Pulling Back the Kama'aina Curtain in "The Descendants"
I was one of those who charged off to see "The Descendants" during its opening weekend. The movie portrays a wealthy lawyer, Matt King (George Clooney) who finds out that his wife, in a coma following a boat racing accident, will a) not recover, and b) was having an extramarital affair and planning to divorce him. Although I generally dislike family dramas about medical emergencies, moreso if they involve comatose patients, I was interested the movie's subplot, which concerns the looming sale of land held in a family trust.
The tract in question is a spread on Kaua'i, an island I regard as my second home, and this feature alone would have driven me to "The Descendants." But I was also interested in the fact that the movie was about a kama'aina (lit. "child of the land," a term for Hawai'ians of all ethnic backgrounds except pure-blooded Hawai'ian) family descended from haole missionaries and merchants, as well as a Hawai'ian princess. [The author of the book on which the movie is based, Kaui Hart Hemmings, is a member of the Wilcox family of Kauai, whose ancestors include missionaries, plantation owners and a native Hawai'ian whose name she carries. Disclosure: Although I don't know Hemmings or her family, I did research for my undergraduate thesis at Grove Farm, the Wilcox plantation.]
An obvious model for the King family is the Bishops, who trace their lineage to the haole banker Charles Bishop and his wife Princess Bernice Pauahi, the last descendant of King Kamehameha I. In 1884, Bernice Pauahi Bishop placed the bulk of her estate--vast landholdings throughout Hawai'i--in trust to establish two schools, one for boys and one for girls, called the Kamehameha Schools. The Bishop Trust was originally land-rich and cash-poor, but its fortunes changed radically after Hawai'i achieved statehood in 1959. Land values soared, making the Bishop Trust not only the largest private landholder in Hawaii but the richest charity in the United States, with an endowment larger than Harvard's and Yale's combined.
Alexander Payne and his co-screenwriters, Nat Faxon and Jim Rash, take great pains to present a realistic portrayal of Matt King's dilemma in selling the Kaua'i tract for development. As trustee, he must choose the best possible deal for the trust's heirs, some of whom are in financial need, yet he must also consider his ancestors, whose legacy is spiritual as well as material. King acknowledges that his family did nothing to earn the land, which came to them as a royal dowry through their Hawai'ian ancestor, and in the end defers the sale.

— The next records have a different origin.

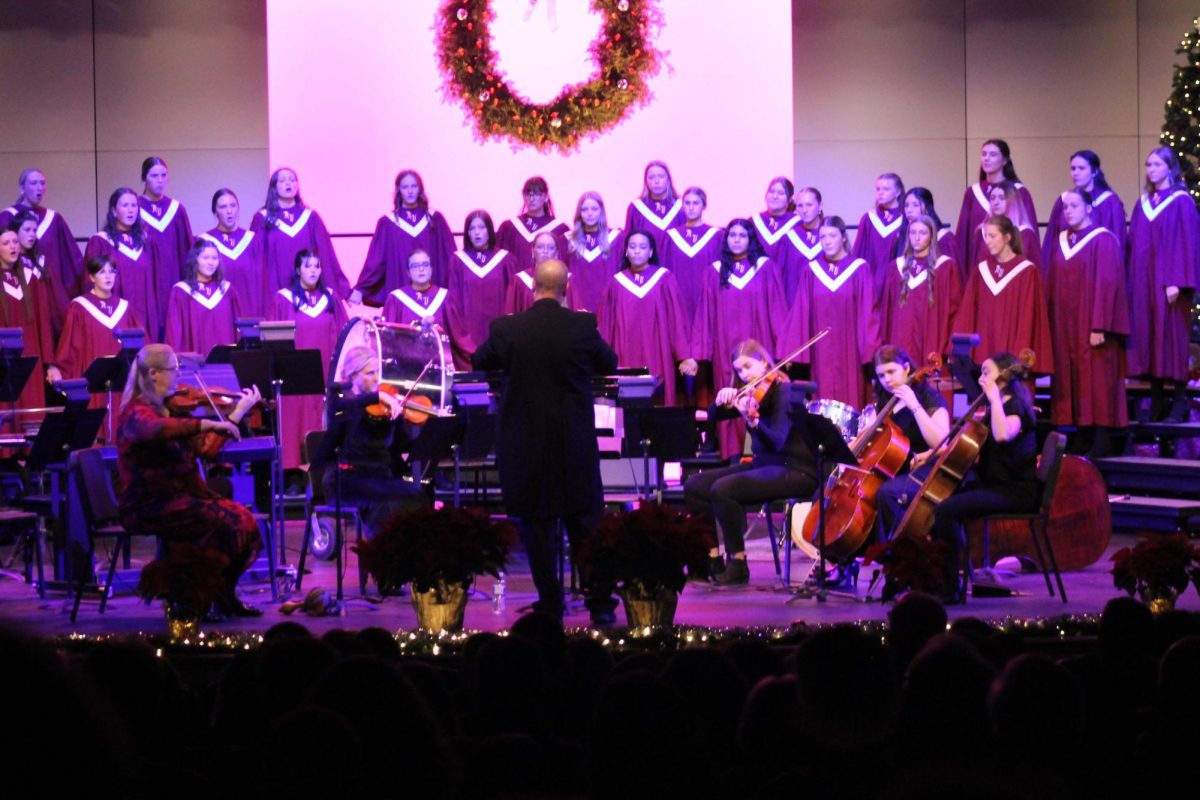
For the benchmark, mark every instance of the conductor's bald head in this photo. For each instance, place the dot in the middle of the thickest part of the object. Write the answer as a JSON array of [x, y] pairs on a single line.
[[550, 280]]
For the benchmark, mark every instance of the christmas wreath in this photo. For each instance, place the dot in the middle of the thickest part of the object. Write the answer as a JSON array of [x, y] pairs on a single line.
[[623, 53]]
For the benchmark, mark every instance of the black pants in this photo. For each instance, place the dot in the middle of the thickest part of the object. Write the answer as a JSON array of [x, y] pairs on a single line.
[[726, 492], [541, 540]]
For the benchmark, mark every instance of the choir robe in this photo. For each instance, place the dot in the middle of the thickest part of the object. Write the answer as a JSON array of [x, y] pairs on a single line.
[[591, 269], [241, 264], [1087, 293], [395, 238], [169, 233], [1162, 251], [199, 319], [689, 253], [654, 217], [88, 335], [915, 325], [135, 276], [642, 318], [803, 246], [57, 244], [876, 241], [516, 235], [975, 211], [1108, 211], [839, 296], [408, 306], [751, 305], [773, 232], [298, 228], [478, 283], [1005, 304], [319, 322], [36, 326]]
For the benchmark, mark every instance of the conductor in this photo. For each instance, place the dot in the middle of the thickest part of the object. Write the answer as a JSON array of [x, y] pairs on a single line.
[[546, 447]]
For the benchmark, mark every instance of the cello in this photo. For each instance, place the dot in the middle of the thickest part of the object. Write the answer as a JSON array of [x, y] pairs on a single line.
[[881, 451]]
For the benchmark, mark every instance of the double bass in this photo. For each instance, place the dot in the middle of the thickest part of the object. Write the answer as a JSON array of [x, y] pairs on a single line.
[[881, 451]]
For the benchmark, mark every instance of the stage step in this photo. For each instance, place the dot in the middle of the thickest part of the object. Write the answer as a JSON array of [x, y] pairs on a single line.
[[1145, 475], [1168, 515]]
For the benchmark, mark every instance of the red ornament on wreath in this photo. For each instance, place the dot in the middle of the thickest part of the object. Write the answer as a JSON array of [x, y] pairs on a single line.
[[624, 58]]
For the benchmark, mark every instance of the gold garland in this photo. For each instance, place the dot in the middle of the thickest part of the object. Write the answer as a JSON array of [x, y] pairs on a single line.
[[623, 52]]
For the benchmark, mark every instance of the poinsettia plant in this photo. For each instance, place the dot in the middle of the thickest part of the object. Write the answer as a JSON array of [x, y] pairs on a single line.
[[427, 546]]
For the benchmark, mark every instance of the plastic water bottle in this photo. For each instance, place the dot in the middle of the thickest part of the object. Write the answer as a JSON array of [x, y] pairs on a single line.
[[498, 589]]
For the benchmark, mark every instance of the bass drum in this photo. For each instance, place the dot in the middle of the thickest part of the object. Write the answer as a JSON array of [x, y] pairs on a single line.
[[405, 353]]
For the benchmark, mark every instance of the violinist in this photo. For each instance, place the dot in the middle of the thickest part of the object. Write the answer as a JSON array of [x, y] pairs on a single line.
[[366, 441], [162, 491], [783, 464]]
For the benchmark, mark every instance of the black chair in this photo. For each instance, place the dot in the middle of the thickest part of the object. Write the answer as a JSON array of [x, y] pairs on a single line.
[[1048, 473]]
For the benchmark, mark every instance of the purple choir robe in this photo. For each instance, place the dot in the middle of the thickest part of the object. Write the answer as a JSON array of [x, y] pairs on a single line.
[[199, 319], [57, 244], [1108, 211], [803, 246], [299, 228], [773, 232], [407, 306], [395, 238], [478, 283], [591, 269], [910, 322], [135, 276], [1087, 294], [689, 253], [241, 264], [654, 217], [169, 233], [1005, 304], [839, 296], [1162, 251], [642, 318], [318, 325], [516, 235], [750, 306], [876, 241]]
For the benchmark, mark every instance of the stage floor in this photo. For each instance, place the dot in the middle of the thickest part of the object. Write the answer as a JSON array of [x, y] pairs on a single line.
[[763, 603]]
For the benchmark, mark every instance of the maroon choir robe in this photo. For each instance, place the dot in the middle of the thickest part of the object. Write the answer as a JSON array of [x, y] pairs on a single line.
[[773, 232], [479, 283], [1108, 211], [199, 319], [135, 276], [876, 241], [975, 211], [88, 335], [1087, 294], [1005, 304], [57, 244], [409, 306], [839, 296], [654, 217], [642, 318], [169, 233], [750, 306], [23, 307], [241, 264], [910, 320], [516, 235], [395, 238], [803, 246], [591, 268], [319, 322], [689, 253], [1163, 247], [298, 228]]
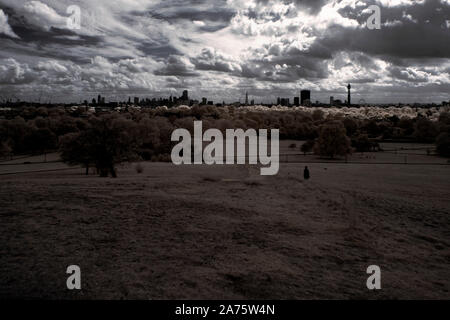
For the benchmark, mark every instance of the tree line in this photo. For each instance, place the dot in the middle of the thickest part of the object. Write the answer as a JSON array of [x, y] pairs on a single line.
[[104, 140]]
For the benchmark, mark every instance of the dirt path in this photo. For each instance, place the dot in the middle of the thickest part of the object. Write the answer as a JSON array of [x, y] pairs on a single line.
[[212, 233]]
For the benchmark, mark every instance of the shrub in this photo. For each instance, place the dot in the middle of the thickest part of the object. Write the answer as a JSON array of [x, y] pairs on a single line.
[[332, 141]]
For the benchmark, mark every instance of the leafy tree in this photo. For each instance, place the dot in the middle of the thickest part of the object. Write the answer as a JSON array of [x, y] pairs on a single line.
[[5, 149], [108, 141], [425, 130], [332, 141]]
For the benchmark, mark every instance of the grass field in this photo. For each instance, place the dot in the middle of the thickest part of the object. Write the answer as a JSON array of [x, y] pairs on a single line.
[[224, 232]]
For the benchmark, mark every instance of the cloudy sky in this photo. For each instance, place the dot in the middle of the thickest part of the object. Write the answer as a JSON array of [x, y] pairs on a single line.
[[222, 48]]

Without this well-conceived and intensely Hawai'ian dilemma, "The Descendants" would be a Lifetime movie, albeit a very well-acted and picturesque one whose locations are both believable and, for the most part, off the beaten track. Other films set in Hawaii tell the stories of visitors, who logically inhabit tourist locations such as Waikiki. For "The Descendants," Payne and his location scouts do a peerless job of showing how an old kama'aina family like the Kings would live. They have a lovely old house in Nu'uanu, a lush valley on the windward side of the island. Nearby is the Oahu Country Club, the island's oldest, whose members are glimpsed playing golf. Elizabeth King lies in a coma at Queen's Medical Center, a straight shot along the Pali Highway from Nu'uanu, and probably the closest hospital to the scene of her boating accident. Matt King takes his younger daughter to lunch at the Outrigger Canoe Club, another exclusive private club, in Diamond Head. When the family decamps for Kauai, they stay at the Princeville Resort on the North Shore, with excursions to nearby Kilauea and Hanalei Bay. The family's land appears to be located in Kilauea, though I don't know this for sure. But all the locations make sense, not only sociologically but geographically, a practically unheard-of feat in feature films.
After countless films about Hawaii's tourists, it's nice to see one about people who not only live in Hawaii but call it their ancestral home. Though heavy on bedside scenes in the ICU, "The Descendants" does a good job of portraying the Kings' milieu, which in itself is reason to go.